L’exposition propose en effet rien moins que dépister les intentions, les influences et les emprunts que Monet et Whistler auraient poursuivis, subis ou « complotés » face à l’art de Turner, impressionniste avant l’heure, champion pré-mortem de la modernité. Le projet résulte des travaux savants de Katharine Lochnan, conservateur au Musée des Beaux-Arts de l’Ontario (Toronto) à laquelle se sont associés les conservateurs du Musée d’Orsay et de la Tate Britain ainsi que divers spécialistes. Le catalogue, court mais dense, confirme par des essais de premier plan et des notices d’œuvres bienvenues, la solidité de l’entreprise et ses fondements scientifiques (voir par exemple le très intéressant article de J. Ribner sur la « poétique de la pollution » et l’influence du fog londonien sur la peinture de l’époque).
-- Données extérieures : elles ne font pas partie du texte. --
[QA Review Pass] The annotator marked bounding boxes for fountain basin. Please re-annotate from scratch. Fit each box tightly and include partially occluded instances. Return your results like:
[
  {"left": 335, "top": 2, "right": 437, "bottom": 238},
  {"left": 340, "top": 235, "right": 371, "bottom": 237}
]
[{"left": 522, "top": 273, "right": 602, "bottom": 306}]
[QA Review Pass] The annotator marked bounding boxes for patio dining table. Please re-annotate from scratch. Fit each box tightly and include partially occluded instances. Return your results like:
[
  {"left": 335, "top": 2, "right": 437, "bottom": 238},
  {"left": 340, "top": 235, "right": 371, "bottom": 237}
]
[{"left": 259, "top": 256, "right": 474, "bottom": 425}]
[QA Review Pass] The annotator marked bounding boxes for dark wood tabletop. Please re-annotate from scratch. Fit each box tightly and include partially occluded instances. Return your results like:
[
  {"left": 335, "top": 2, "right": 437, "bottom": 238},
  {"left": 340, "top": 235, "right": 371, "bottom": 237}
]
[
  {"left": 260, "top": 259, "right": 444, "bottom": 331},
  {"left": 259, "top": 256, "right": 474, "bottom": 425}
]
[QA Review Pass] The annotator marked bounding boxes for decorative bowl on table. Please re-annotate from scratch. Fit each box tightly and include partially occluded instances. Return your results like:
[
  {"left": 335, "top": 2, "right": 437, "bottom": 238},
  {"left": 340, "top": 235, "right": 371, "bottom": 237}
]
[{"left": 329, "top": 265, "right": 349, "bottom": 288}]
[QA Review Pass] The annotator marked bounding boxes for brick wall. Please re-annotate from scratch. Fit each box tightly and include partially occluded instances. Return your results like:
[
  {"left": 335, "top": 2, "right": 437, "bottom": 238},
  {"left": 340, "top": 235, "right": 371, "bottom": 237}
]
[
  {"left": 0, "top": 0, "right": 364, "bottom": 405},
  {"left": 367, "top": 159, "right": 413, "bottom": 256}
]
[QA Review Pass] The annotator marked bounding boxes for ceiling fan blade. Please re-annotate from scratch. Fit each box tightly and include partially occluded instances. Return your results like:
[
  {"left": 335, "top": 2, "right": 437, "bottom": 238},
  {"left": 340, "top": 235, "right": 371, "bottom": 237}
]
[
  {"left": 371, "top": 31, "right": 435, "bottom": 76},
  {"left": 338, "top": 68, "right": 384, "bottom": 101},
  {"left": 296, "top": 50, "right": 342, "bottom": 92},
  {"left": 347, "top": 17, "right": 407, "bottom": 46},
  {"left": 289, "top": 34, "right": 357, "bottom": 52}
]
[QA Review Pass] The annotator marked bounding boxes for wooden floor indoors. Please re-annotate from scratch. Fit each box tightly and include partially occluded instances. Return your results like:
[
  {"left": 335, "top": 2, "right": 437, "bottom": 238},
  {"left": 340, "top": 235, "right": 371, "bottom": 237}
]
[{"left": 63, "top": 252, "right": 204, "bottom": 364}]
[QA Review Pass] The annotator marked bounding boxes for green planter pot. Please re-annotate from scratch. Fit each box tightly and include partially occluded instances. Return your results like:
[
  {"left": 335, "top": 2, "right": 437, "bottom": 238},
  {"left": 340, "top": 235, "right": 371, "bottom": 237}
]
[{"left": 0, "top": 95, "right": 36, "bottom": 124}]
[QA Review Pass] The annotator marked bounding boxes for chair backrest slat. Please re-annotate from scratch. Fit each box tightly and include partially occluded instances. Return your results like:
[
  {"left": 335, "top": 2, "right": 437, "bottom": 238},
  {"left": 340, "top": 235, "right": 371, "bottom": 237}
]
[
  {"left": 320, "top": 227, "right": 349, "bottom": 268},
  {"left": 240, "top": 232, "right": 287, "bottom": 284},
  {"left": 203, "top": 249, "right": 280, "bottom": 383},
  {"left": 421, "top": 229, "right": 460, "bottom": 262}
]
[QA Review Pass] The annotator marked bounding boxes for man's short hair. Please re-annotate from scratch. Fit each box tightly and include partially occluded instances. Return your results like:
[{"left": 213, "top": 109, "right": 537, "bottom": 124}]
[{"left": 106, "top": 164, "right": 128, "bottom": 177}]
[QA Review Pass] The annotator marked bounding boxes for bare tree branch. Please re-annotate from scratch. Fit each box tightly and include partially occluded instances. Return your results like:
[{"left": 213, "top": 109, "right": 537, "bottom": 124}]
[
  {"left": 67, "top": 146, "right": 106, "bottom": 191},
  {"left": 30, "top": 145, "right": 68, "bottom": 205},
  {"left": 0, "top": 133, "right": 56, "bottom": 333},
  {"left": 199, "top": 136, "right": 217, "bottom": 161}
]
A la faveur du projet, de nombreux éléments sont ainsi étudiés, de nombreuses sources dévoilées et l’on ne saurait douter de l’intérêt de ces recherches éminentes. D’où vient, alors, que l’exposition laisse perplexe ? On sort en effet de la visite de ces six salles avec un goût d’inachevé, le sentiment d’un rendez-vous, non pas raté, mais sans véritable objet. Aucun reproche pourtant ne saurait être fait à la scénographie sobre et aux salles successives. Peut-être le premier espace, qui recèle les principaux Turner, aurait-il supporté une couleur moins crûment orange, dont il nous semble qu’elle ne fait qu’accentuer par moment jusqu’au malaise la « couleur en délire » dénoncée jadis par le critique du Morning Herald. On y retrouve quelques très beaux tableaux, le merveilleux Canal de Chichester ou encore le Rameau d’or que n’a pas pu ne pas voir Gustave Moreau. Les salles suivantes agencent habilement les œuvres de Monet (y compris l’inévitable Impression soleil levant prêtée par le Musée Marmottan) et Whistler avec un souci de dialogue et un rappel épisodique de Turner à travers ses aquarelles. La salle circulaire confronte trois Monet et un nocturne du maître américain dont une autre salle réunit quelques admirables tableaux, plusieurs nocturnes parmi les plus beaux et la célèbre Fusée qui retombe (ill. 2) objet du procès de l’artiste avec Ruskin. Une courte mais intéressante section, sans doute ajoutée à la demande française, clôt intelligemment l’exposition en évoquant les liens de Stéphane Mallarmé avec ces artistes.


JPEG - 26.7 ko
3. Claude Monet (1840-1926)
Londres, le Parlement, trouée de soleil dans le brouillard, 1904
Huile sur toile - 81 x 92 cm
Paris, musée d’Orsay
JPEG - 16.8 ko
4. James Abbott McNeill Whistler (1834-1903)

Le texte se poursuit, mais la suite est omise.